Second step, i.e. physical decluttering is important — this is, because your environment will affect your mental health in a lot of ways. Along with this, your physical environment is also a reflection of your mental health. When my depression started, my room was a mess. I didn’t eat, I didn’t clean, and sometimes I didn’t even take baths or brush my teeth. Not taking care of myself had adverse effects, it made me more depressed, and effected my physical health as well.
So clean your surroundings and take care of yourself. For , for someone going through depression, it is very very tough but we just need to drag ourselves and do things step by step. If it seems impossible, ask for a loved one to help, even if it takes times, it’s alright, but do the small things and take care of yourself. Declutter yourself both physically and mentally.
3) GO OUT IN NATURE/TAKE A WALK
No matter how difficult it feels to step out of the house, go out, and spend time with nature. Take a walk and take deep breaths. Nature is an antidote for a lot of things. For me, it makes me feel connected and alive. Also, walking is a not a very exhausting form of workout which will help your body feel better and healthy.

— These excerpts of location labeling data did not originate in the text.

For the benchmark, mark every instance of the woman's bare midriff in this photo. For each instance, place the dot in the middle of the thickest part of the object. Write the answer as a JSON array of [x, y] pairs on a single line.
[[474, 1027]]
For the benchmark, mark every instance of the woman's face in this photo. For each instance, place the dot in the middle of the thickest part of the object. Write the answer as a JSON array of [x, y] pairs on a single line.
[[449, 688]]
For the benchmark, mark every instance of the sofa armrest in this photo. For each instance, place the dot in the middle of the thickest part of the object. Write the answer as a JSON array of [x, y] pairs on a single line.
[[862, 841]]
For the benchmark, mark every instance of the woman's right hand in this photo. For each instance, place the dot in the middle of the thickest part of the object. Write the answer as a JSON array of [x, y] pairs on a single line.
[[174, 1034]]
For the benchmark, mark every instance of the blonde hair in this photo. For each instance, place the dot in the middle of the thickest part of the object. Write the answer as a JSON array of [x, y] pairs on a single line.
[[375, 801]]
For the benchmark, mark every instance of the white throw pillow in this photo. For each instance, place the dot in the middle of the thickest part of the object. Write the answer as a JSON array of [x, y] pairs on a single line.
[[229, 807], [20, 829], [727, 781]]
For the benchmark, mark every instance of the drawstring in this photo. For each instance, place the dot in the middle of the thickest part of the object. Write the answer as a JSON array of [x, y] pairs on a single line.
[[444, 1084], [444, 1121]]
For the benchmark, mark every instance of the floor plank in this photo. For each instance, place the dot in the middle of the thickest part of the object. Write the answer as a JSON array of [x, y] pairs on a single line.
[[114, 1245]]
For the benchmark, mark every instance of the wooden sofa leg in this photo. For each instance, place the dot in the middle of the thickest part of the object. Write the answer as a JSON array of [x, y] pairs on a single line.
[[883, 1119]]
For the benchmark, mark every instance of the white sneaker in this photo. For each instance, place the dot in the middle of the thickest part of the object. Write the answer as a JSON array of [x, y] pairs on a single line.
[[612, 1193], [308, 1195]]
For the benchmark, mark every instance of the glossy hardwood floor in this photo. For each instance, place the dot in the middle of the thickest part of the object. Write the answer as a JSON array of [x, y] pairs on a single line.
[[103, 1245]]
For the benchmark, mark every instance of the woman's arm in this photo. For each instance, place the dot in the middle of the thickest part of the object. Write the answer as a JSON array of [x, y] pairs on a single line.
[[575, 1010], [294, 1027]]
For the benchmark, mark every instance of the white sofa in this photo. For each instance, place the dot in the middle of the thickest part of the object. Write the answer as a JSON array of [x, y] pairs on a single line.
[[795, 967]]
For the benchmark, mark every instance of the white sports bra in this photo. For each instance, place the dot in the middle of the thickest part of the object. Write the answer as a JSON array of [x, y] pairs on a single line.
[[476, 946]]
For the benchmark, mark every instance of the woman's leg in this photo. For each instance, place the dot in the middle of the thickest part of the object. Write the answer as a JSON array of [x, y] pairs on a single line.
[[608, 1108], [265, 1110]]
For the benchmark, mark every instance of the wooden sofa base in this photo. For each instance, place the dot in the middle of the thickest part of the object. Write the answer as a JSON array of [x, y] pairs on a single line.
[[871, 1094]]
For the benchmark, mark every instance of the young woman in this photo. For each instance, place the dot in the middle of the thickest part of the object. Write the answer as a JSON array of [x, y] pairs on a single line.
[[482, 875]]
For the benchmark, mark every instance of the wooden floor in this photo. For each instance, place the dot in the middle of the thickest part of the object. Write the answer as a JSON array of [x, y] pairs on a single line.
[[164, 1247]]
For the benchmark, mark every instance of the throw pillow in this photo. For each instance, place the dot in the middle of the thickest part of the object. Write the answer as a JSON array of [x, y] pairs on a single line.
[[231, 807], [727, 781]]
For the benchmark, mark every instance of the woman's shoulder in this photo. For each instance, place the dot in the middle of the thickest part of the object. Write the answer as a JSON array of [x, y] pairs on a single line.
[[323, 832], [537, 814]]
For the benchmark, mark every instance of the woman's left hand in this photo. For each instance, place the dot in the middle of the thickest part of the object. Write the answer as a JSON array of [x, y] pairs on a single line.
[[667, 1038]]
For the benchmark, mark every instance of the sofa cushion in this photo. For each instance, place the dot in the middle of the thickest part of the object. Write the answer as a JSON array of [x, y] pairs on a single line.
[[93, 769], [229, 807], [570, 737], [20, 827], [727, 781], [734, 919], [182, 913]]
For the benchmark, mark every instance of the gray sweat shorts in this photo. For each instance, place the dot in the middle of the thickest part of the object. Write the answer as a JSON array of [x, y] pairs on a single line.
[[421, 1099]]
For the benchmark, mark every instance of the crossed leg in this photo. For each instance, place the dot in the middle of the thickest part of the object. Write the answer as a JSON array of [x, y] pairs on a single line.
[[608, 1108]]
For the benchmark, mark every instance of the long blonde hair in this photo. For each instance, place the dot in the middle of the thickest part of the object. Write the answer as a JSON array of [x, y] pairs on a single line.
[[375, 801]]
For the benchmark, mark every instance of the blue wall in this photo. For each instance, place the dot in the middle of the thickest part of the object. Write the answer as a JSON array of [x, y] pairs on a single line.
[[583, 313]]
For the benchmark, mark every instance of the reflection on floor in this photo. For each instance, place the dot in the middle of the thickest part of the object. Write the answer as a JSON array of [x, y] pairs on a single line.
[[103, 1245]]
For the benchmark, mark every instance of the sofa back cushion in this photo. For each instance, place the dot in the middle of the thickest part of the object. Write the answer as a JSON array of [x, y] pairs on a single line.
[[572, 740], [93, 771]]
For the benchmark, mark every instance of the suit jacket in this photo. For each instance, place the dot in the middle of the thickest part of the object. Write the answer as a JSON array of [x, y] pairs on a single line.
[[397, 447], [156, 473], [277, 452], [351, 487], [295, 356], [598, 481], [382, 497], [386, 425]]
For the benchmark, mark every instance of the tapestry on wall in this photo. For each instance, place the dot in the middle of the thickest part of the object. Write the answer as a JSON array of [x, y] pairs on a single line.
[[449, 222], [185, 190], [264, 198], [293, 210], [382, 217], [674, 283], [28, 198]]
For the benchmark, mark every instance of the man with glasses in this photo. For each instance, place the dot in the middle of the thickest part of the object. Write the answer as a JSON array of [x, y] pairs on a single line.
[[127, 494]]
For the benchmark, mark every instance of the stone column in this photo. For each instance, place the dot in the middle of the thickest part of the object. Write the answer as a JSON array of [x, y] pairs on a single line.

4) DON’T INTOXICATE YOURSELF
Anxiety and depression are conditions which may make you dependent on substances like tobacco or liquor. Don’t drink yourself to sleep and don’t smoke whenever an attack occurs. It makes what you are experiencing more difficult to handle and is not a solution for the problems. Trust yourself and seek help, but don’t rely on any kind of substance/drug (unless prescribed) to make yourself feel better. Instead, eat healthy — a good meal, fruits, and lots of water.
5) DON’T LEAVE YOUR MEDICATION/DON’T OVERDOSE
I have had real examples in my life where a person left their medication because they felt it is not having any effects, another one overdosed because they wanted the medication to kick in fast. The medication prescribed during a mental illness has withdrawal symptoms if left suddenly and overdosing on anything is harmful. Having a mental health condition can make your rational thoughts go haywire, but you have to keep certain control over yourself. If the doctor has prescribed you any medication, take it on time. If you feel it’s not right then talk to the doctor and get it changed but don’t put yourself through additional trauma by leaving it or overmedicating yourself.
The most important and necessary step is to believe in yourself and your strengths that you will get out of it. Try to focus on small things which makes you feel grateful, start doing things which you like, maybe reading a book or watching a series or dancing or even meeting people. Look at yourself and how far you have come, just believe in yourself and keep going on.